Soil microbiomes and mineral nutrition each play essential roles in crop performance. TRIBIOME explores how bringing these two worlds together can enhance resilience, efficiency, and sustainability in wheat production.
Why bring microbes and minerals together?
Microbial communities in soil play a key role in nutrient cycling by enhancing nitrogen transformations, improving phosphorus solubilisation, and supporting more efficient nutrient uptake, which in turn helps reduce nutrient leaching and gaseous emissions associated with fertilisation.
Mineral fertilisers, on the other hand, provide precise nutrient delivery that supports reliable crop growth.
Integrating microbial modulators with mineral fertilisers allows these complementary strengths to work together, enhancing nutrient uptake, improving the efficiency with which supplied nutrients are used, and helping crops cope with stress conditions, key priorities within TRIBIOME’s agricultural objectives.
Fertiberia’s role: bridging innovation and practical application
As an industrial partner in the TRIBIOME consortium, Fertiberia brings its expertise in mineral fertilisers to explore how microbial modulators can be effectively integrated into nutrient delivery systems.
Once potential combinations are identified, the resulting advanced fertiliser prototypes are evaluated in terms of compatibility, stability, and functional performance, ensuring that microbial modulators remain active and effective when delivered through mineral formulations.

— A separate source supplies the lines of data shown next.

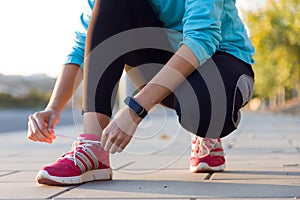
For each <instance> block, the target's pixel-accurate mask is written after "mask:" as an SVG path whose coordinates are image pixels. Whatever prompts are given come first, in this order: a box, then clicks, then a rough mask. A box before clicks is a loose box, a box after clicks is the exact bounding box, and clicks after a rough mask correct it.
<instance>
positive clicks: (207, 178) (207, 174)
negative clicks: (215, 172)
mask: <svg viewBox="0 0 300 200" xmlns="http://www.w3.org/2000/svg"><path fill="white" fill-rule="evenodd" d="M213 175H214V173H213V172H211V173H208V174H207V175H206V176H205V177H204V179H203V180H211V178H212V176H213Z"/></svg>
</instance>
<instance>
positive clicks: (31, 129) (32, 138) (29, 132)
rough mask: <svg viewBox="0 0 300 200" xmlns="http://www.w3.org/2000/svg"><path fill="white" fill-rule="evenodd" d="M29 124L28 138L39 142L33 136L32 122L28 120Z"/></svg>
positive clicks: (28, 130) (28, 125)
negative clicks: (32, 132)
mask: <svg viewBox="0 0 300 200" xmlns="http://www.w3.org/2000/svg"><path fill="white" fill-rule="evenodd" d="M27 124H28V129H27V138H28V139H30V140H32V141H34V142H37V140H36V139H35V138H34V137H32V129H31V126H30V123H29V122H28V123H27Z"/></svg>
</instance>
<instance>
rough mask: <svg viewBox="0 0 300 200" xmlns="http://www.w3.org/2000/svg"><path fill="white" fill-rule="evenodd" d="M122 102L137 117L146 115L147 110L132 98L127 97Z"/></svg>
mask: <svg viewBox="0 0 300 200" xmlns="http://www.w3.org/2000/svg"><path fill="white" fill-rule="evenodd" d="M124 102H125V103H126V104H127V105H128V106H129V108H130V109H131V110H133V111H134V112H135V113H136V114H137V115H138V116H139V117H141V118H144V117H145V116H146V115H147V111H146V110H145V108H143V107H142V106H141V105H140V104H139V103H138V102H136V101H135V100H134V99H133V98H131V97H127V98H126V99H125V100H124Z"/></svg>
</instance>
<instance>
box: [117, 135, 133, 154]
mask: <svg viewBox="0 0 300 200" xmlns="http://www.w3.org/2000/svg"><path fill="white" fill-rule="evenodd" d="M130 140H131V137H128V138H124V140H123V142H122V143H121V144H120V145H119V148H118V153H121V152H122V151H123V150H124V149H125V148H126V146H127V145H128V143H129V141H130Z"/></svg>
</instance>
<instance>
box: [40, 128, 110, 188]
mask: <svg viewBox="0 0 300 200" xmlns="http://www.w3.org/2000/svg"><path fill="white" fill-rule="evenodd" d="M111 179H112V169H111V168H110V166H109V153H108V152H107V151H104V150H103V148H102V147H101V145H100V142H99V137H98V136H97V135H92V134H82V135H80V136H79V137H78V140H76V141H75V142H74V143H73V146H72V150H71V151H69V152H67V153H65V154H64V155H63V156H62V157H60V158H59V159H58V160H56V161H55V162H54V163H52V164H50V165H48V166H45V167H43V168H42V169H41V170H40V171H39V172H38V174H37V176H36V180H37V182H38V183H40V184H46V185H74V184H81V183H85V182H88V181H96V180H111Z"/></svg>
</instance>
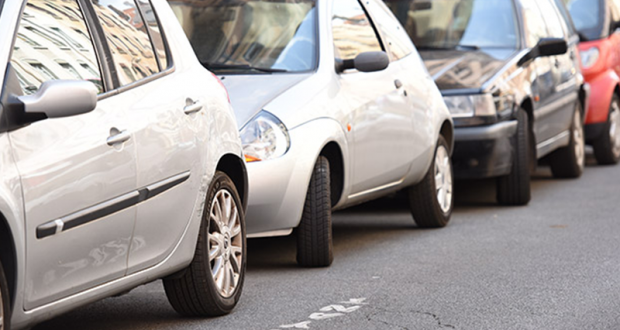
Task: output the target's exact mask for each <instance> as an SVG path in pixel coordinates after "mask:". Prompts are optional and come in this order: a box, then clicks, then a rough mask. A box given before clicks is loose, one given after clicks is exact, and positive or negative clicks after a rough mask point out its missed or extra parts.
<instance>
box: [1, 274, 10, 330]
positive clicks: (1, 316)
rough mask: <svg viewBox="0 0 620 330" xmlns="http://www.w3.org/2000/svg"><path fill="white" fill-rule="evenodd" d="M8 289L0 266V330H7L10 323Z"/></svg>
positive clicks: (4, 277) (8, 290)
mask: <svg viewBox="0 0 620 330" xmlns="http://www.w3.org/2000/svg"><path fill="white" fill-rule="evenodd" d="M9 301H10V299H9V287H8V285H7V282H6V277H5V276H4V269H3V268H2V264H0V330H9V329H10V327H11V326H10V321H11V309H10V307H11V305H10V303H9Z"/></svg>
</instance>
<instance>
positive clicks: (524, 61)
mask: <svg viewBox="0 0 620 330" xmlns="http://www.w3.org/2000/svg"><path fill="white" fill-rule="evenodd" d="M567 51H568V44H567V43H566V40H564V39H561V38H543V39H540V41H539V42H538V44H536V46H535V47H534V48H532V50H530V52H529V53H527V54H525V56H523V58H521V60H519V63H517V64H518V65H519V66H523V65H524V64H525V63H527V62H529V61H531V60H534V59H536V58H538V57H545V56H554V55H562V54H566V52H567Z"/></svg>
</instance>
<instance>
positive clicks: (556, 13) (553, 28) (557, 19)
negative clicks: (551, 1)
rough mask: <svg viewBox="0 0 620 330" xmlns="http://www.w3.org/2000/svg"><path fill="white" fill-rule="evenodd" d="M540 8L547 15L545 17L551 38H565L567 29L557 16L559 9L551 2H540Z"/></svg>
mask: <svg viewBox="0 0 620 330" xmlns="http://www.w3.org/2000/svg"><path fill="white" fill-rule="evenodd" d="M538 6H539V7H540V11H541V12H543V13H545V15H544V16H543V17H544V19H545V22H546V23H547V30H548V31H549V36H550V37H552V38H562V39H564V38H565V35H564V31H566V29H567V28H566V27H565V26H564V24H562V21H561V20H560V17H559V16H558V14H557V8H556V7H555V4H552V3H551V2H549V0H538Z"/></svg>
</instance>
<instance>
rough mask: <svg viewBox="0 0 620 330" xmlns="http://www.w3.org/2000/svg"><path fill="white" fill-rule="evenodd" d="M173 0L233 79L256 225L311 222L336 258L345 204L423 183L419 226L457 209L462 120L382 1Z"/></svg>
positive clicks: (327, 250)
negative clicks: (333, 215) (337, 219)
mask: <svg viewBox="0 0 620 330" xmlns="http://www.w3.org/2000/svg"><path fill="white" fill-rule="evenodd" d="M169 2H170V3H171V5H172V7H173V10H174V11H175V13H176V15H177V18H178V19H179V21H180V22H181V23H182V24H181V25H182V26H183V29H184V30H185V33H186V34H187V36H188V37H189V39H190V42H191V43H192V46H193V47H194V51H195V52H196V54H197V56H198V58H199V60H200V61H201V63H202V64H203V65H204V66H206V67H207V68H209V69H210V70H212V71H214V72H215V73H216V74H217V75H219V76H220V77H221V79H222V81H223V82H224V84H225V85H226V87H227V88H228V91H229V93H230V96H231V99H232V102H233V105H234V109H235V112H236V115H237V125H238V127H239V129H240V131H241V138H242V142H243V148H244V153H245V158H246V161H247V162H248V163H249V164H248V174H249V180H250V199H249V206H248V221H247V224H248V233H249V236H250V237H264V236H280V235H288V234H290V233H291V232H292V231H293V229H295V228H297V242H298V243H297V261H298V262H299V263H300V264H301V265H303V266H328V265H330V264H331V262H332V259H333V257H332V234H331V229H332V224H331V212H332V211H333V210H338V209H343V208H345V207H348V206H351V205H354V204H359V203H361V202H365V201H368V200H371V199H375V198H378V197H381V196H385V195H387V194H390V193H393V192H396V191H398V190H401V189H404V188H409V187H410V188H409V201H410V204H411V211H412V213H413V218H414V220H415V221H416V223H417V224H418V226H420V227H443V226H445V225H446V224H447V223H448V221H449V219H450V215H451V212H452V206H453V193H452V165H451V162H450V155H451V152H452V145H453V125H452V120H451V117H450V114H449V112H448V110H447V108H446V106H445V104H444V102H443V100H442V97H441V94H440V92H439V90H438V89H437V87H436V85H435V83H434V82H433V79H432V78H431V76H430V75H429V74H428V72H427V70H426V69H425V67H424V64H423V62H422V60H421V59H420V56H419V55H418V53H417V51H416V49H415V47H414V45H413V44H412V42H411V41H410V39H409V37H408V36H407V34H406V33H405V31H404V29H403V28H402V26H401V25H400V23H399V22H398V21H397V20H396V19H395V18H394V16H393V15H392V13H391V12H390V11H389V9H388V8H387V7H386V6H385V5H384V4H383V3H382V2H381V1H377V0H367V1H358V0H316V1H315V0H294V1H293V0H279V1H273V0H269V1H267V0H248V1H225V0H221V1H220V0H209V1H200V2H196V1H184V0H169Z"/></svg>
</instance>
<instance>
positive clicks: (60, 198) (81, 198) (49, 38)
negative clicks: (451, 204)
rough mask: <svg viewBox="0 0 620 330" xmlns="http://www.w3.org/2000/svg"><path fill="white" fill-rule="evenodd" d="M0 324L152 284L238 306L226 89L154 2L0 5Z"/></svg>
mask: <svg viewBox="0 0 620 330" xmlns="http://www.w3.org/2000/svg"><path fill="white" fill-rule="evenodd" d="M0 10H1V11H0V31H2V33H3V37H2V38H0V63H2V64H1V68H0V92H1V97H0V118H1V120H0V166H1V167H2V172H1V174H0V329H1V330H8V329H9V328H14V329H16V328H23V327H29V326H32V325H33V324H35V323H37V322H40V321H42V320H45V319H48V318H50V317H54V316H56V315H59V314H61V313H64V312H67V311H69V310H71V309H73V308H76V307H79V306H82V305H84V304H87V303H90V302H93V301H95V300H98V299H101V298H105V297H109V296H113V295H118V294H122V293H125V292H128V291H129V290H131V289H132V288H134V287H136V286H139V285H141V284H144V283H148V282H151V281H154V280H156V279H159V278H164V285H165V289H166V294H167V295H168V298H169V300H170V302H171V304H172V306H173V307H174V308H175V309H176V310H177V311H178V312H179V313H181V314H183V315H199V316H206V315H222V314H226V313H228V312H230V311H231V310H232V309H233V307H234V306H235V304H236V303H237V301H238V300H239V297H240V295H241V288H242V286H243V277H244V274H245V260H246V254H245V251H246V246H245V227H244V224H245V222H244V205H245V203H247V191H248V190H247V188H246V187H247V179H246V174H245V173H246V172H245V162H244V161H243V154H242V147H241V141H240V138H239V133H238V129H237V126H236V120H235V117H234V113H233V111H232V108H231V104H230V103H229V100H228V97H227V94H226V90H225V88H223V86H222V85H221V83H220V82H219V80H218V79H217V78H215V77H214V76H213V75H211V74H210V73H209V72H208V71H207V70H205V69H204V68H203V67H202V66H201V65H200V64H199V63H198V61H197V60H196V57H195V56H194V55H193V53H192V49H191V46H190V44H189V42H188V41H187V38H185V36H184V34H183V31H182V30H181V27H180V26H179V24H178V22H177V21H176V18H175V17H174V14H173V13H172V11H171V10H170V7H169V6H168V5H167V4H166V2H165V1H161V0H153V1H152V3H151V1H148V0H141V1H139V2H136V1H133V0H129V1H127V0H93V1H79V0H23V1H22V0H15V1H13V0H12V1H2V0H0Z"/></svg>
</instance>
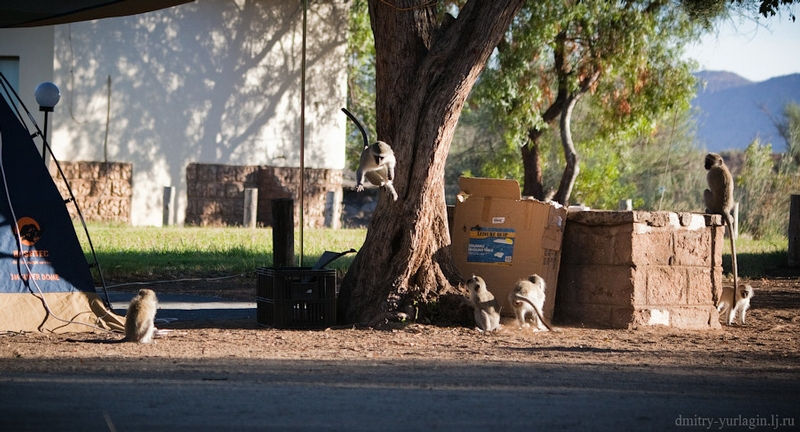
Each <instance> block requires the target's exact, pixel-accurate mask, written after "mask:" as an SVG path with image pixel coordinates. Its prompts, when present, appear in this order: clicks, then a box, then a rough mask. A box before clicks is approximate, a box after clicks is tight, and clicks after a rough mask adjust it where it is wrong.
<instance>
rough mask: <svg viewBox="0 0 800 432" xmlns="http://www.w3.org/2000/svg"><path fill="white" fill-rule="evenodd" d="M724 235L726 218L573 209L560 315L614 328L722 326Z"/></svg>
mask: <svg viewBox="0 0 800 432" xmlns="http://www.w3.org/2000/svg"><path fill="white" fill-rule="evenodd" d="M723 234H724V227H723V225H722V219H721V217H720V216H709V215H701V214H692V213H673V212H646V211H581V212H570V213H569V214H568V216H567V224H566V227H565V231H564V240H563V246H562V257H561V270H560V273H559V279H558V295H557V296H556V316H557V317H558V318H559V319H561V320H564V321H567V322H576V323H582V324H587V325H594V326H601V327H611V328H639V327H645V326H653V325H666V326H670V327H678V328H691V329H708V328H719V326H720V325H719V318H718V314H717V312H716V309H715V307H714V305H715V304H716V301H717V298H718V296H719V295H720V293H721V291H722V280H723V279H722V250H723V247H724V243H723V241H724V239H723Z"/></svg>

This work supports TRIBIOME’s broader multiactor approach, which connects researchers, industry, farmers, and other stakeholders to cocreate solutions that address real needs across the food system.
Towards more resilient crop nutrition
The combination of microbial modulators and mineral fertilisers opens new pathways for sustainable agriculture. By leveraging natural microbial processes alongside reliable mineral nutrition, this approach contributes to TRIBIOME’s mission of developing resilient, climateadapted food production systems with lower environmental impact.
As the project progresses, these insights will support healthier crops, improved resource efficiency, and a more sustainable future for the agrifood chain.